White House Chief Information Officer Vivek Kundra will explain how the federal government plans to offer cloud computing services to U.S. agencies at a Silicon Valley press event set for next Tuesday.
The event is a likely setting for Kundra to roll out the first phase of the government's cloud computing storefront, which will give agencies a central place to acquire simple collaboration and productivity tools. Kundra has been backing cloud computing as a way to cut government IT costs, by making inexpensive and easy-to-deploy computing services available via the Internet.
The model has proved popular in the commercial world, where Web sites such as Salesforce.com, Google and Yahoo are widely used for customer relationship management, e-mail, calendaring and collaboration.
Kundra is set to speak Tuesday morning at NASA's Ames Research Center in Moffett Field, California. "He will outline his vision for a new federal government cloud computing initiative," NASA said Thursday in a statement.
The US General Services Administration expects to offer Web-based applications as part of this cloud infrastructure, but it is also working on database and testing environments, as well as cloud-based computing and storage resources, according to a June 18 GSA presentation.
The initial phase of the cloud storefront, based on public cloud-computing resources, is not expected to be used for sensitive applications, but by next year the government would like to offer cloud-based services that are hosted in private data centers and which could be used to handle more sensitive data.
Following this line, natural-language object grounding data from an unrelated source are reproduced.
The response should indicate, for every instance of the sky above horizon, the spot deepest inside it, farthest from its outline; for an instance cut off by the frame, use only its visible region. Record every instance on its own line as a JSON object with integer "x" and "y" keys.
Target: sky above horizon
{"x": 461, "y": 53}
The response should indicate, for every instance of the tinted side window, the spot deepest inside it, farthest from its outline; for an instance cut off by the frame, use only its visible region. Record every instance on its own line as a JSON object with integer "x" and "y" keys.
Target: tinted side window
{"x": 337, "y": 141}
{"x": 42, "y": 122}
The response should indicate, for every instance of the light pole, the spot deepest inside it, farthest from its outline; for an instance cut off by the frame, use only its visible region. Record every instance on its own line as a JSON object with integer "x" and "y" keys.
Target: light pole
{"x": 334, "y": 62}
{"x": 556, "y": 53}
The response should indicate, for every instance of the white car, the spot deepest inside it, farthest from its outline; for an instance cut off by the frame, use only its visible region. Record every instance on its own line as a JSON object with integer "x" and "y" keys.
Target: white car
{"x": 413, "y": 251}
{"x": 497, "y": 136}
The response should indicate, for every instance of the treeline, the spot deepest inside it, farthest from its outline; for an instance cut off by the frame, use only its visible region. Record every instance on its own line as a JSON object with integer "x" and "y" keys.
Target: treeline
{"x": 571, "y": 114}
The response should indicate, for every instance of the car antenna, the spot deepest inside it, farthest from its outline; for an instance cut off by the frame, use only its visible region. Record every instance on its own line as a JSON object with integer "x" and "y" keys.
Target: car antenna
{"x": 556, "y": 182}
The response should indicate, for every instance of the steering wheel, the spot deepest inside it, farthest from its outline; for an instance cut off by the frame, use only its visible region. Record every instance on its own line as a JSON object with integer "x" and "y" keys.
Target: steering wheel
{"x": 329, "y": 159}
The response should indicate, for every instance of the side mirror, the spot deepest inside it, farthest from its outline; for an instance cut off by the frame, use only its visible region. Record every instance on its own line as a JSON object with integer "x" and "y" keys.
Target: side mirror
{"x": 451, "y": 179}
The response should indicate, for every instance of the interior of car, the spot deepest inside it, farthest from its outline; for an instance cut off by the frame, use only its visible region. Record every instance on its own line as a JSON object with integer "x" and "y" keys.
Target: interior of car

How data from different government agencies can be secured when it is hosted on the same servers is the biggest stumbling block to this cloud computing plan, according to Alan Paller, director of research for the SANS Institute.
"I don't think there's anything to delay massive adoption by the federal government, except security," he said. "The feds have always outsourced everything. What you're talking about is outsourcing at lower cost and at higher capacity. Tell me why that's a bad idea?"